By Josh Letner
NEOSHO, Mo. —
Members of the Neosho Board of Education during a meeting Tuesday afternoon set the stage for at least the possibility of seeking a bond issue to pay for more classrooms in the not too distance future.
Brett Day, board president, after listening to school administrators outline overcrowding issues, declared that one thing was clear, that the district is bursting at the seams.
“The first thing we have to do is to define the problem, and that’s what this meeting is all about,” he said.
The 2012-13 enrollment for the district is estimated at 4,342, up from 4,254 in 2009-10.
Superintendent Alma Stipp says the enrollment figures for this year are based on early enrollment figures and are likely to change as students enroll in August and September.
Administrators offered solutions ranging from shuffling classrooms, to redrawing service boundaries for elementary schools, or adding new or mobile classrooms.

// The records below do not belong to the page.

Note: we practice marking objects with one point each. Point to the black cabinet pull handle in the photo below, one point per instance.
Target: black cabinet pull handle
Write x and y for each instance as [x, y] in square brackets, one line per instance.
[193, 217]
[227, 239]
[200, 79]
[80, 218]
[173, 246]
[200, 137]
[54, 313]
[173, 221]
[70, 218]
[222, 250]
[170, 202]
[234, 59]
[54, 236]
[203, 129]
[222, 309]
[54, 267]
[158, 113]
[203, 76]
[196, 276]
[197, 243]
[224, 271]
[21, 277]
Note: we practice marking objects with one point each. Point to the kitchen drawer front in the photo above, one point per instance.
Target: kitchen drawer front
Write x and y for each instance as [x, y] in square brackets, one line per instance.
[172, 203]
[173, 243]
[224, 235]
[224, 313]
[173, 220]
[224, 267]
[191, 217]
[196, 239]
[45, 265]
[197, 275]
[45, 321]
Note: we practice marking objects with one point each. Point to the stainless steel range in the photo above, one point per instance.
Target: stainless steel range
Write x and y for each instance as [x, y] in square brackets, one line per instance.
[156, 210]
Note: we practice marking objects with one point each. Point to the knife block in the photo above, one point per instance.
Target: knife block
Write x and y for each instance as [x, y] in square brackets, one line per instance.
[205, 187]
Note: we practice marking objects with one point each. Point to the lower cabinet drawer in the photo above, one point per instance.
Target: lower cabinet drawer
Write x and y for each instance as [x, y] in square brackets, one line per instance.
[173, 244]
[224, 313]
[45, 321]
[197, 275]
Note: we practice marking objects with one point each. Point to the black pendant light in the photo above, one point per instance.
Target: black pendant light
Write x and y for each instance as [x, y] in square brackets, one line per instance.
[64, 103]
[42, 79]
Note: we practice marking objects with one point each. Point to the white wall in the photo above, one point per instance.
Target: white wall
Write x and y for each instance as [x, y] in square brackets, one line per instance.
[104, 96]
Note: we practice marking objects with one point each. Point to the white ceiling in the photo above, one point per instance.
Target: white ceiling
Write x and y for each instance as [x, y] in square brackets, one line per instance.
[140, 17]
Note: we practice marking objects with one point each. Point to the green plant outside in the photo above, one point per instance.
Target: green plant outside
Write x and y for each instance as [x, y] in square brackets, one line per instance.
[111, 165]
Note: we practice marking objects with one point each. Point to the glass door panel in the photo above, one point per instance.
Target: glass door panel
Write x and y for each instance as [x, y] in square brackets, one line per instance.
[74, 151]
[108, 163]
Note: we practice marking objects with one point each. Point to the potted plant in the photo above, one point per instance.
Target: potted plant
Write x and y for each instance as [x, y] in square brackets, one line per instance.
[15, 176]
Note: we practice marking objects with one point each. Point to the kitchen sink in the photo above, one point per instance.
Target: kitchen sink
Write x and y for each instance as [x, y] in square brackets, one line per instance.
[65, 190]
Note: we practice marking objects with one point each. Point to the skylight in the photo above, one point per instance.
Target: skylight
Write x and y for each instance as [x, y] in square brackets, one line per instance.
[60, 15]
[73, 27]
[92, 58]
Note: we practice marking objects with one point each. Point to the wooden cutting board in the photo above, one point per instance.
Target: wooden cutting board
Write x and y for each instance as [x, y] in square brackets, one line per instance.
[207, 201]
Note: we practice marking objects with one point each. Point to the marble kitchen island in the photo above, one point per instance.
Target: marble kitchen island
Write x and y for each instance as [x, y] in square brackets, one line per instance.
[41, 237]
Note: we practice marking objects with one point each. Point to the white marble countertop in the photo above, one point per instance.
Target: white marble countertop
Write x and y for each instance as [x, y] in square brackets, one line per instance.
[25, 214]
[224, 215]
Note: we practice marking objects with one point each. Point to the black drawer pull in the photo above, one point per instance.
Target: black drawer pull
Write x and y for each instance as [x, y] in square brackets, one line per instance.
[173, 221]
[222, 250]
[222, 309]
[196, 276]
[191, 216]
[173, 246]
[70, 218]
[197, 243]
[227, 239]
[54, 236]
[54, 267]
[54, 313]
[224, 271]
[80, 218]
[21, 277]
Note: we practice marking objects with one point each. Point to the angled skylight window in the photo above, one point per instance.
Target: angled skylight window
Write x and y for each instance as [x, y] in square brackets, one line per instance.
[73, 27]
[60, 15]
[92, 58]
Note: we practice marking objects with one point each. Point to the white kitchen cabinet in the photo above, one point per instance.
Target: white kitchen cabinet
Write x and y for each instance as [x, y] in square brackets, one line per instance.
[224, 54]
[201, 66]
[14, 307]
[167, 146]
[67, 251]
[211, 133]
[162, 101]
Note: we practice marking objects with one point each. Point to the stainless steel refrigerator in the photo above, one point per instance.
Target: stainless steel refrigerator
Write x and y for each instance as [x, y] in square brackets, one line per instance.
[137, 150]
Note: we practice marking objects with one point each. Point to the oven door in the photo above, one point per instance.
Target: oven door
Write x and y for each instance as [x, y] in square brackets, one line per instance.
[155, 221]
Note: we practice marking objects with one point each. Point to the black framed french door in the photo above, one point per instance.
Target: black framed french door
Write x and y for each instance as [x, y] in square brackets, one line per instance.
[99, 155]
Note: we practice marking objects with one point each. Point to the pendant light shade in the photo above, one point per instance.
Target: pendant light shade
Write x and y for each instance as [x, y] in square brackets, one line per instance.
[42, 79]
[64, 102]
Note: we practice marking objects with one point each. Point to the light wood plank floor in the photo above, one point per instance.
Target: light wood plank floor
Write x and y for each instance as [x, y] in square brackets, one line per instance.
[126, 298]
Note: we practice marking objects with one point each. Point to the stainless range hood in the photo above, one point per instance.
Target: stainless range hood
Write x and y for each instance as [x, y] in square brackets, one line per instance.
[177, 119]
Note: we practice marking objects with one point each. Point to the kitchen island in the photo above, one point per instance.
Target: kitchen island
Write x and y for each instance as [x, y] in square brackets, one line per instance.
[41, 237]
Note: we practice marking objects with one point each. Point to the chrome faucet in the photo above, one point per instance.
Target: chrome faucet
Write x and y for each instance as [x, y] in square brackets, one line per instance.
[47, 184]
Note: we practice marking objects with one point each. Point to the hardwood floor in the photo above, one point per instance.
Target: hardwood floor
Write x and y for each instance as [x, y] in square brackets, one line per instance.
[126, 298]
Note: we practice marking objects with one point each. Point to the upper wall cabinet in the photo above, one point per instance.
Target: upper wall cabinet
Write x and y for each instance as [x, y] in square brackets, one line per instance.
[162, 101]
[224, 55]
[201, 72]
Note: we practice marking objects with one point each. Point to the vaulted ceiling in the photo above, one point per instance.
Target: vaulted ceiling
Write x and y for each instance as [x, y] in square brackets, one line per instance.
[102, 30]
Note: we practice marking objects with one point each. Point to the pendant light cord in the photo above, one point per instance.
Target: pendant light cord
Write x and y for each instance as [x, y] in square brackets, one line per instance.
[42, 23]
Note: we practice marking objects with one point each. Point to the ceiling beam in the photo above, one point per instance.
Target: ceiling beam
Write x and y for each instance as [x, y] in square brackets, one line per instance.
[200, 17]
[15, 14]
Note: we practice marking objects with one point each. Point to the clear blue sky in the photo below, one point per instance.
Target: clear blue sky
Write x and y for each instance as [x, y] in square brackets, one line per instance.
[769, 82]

Day told the administrators that he is no fan of mobile classrooms, but they may be necessary to solve the immediate issues. He says all solutions are on the table because the situation in the district is becoming severe.
But Rick Cook, assistant superintendent, apparently had the numbers at hand. He told the board that the district has the capacity to borrow $29 million, with voters’ blessing. He said there are financial incentives to borrowing now because the district could get an interest rate as low as 2 percent.
Day said the board and the community need to act now to stave off what could be a calamity in years to come.
“We can do some things to get by next year and maybe we can get by the year after that, but in about three to five years from now, if we keep getting new students like we are, we’re going to end up with 30 to 35 kids in a classroom and the learning will suffer,” he said. “As a school board, it’s our job to let the people know about that and if they decide not to pass a school bond, so be it, but we have to at least try.”
Both Day and Cook acknowledged that the sluggish economy might cause some people to be reluctant to support a bond issue, but newly elected school board member Steven Douglas said the community has put off school improvements for too long already.
“We’ve spent 30 years sticking fingers in the dam,” he said. “We need to build new schools.”
Day says economic concerns could be a positive factor for the district because quality school can draw new residents and businesses to the community.
“We have a lot of people in this community that don’t have to have a kid in school to support the schools, and we’re going to reach out to them and those sitting on the fence wondering if the cost is justified, we’re going to win them over too; that’s what we have to do,” he said.
The Neosho School Board will meet next at 7 p.m. Monday in the Neosho Administrative Center.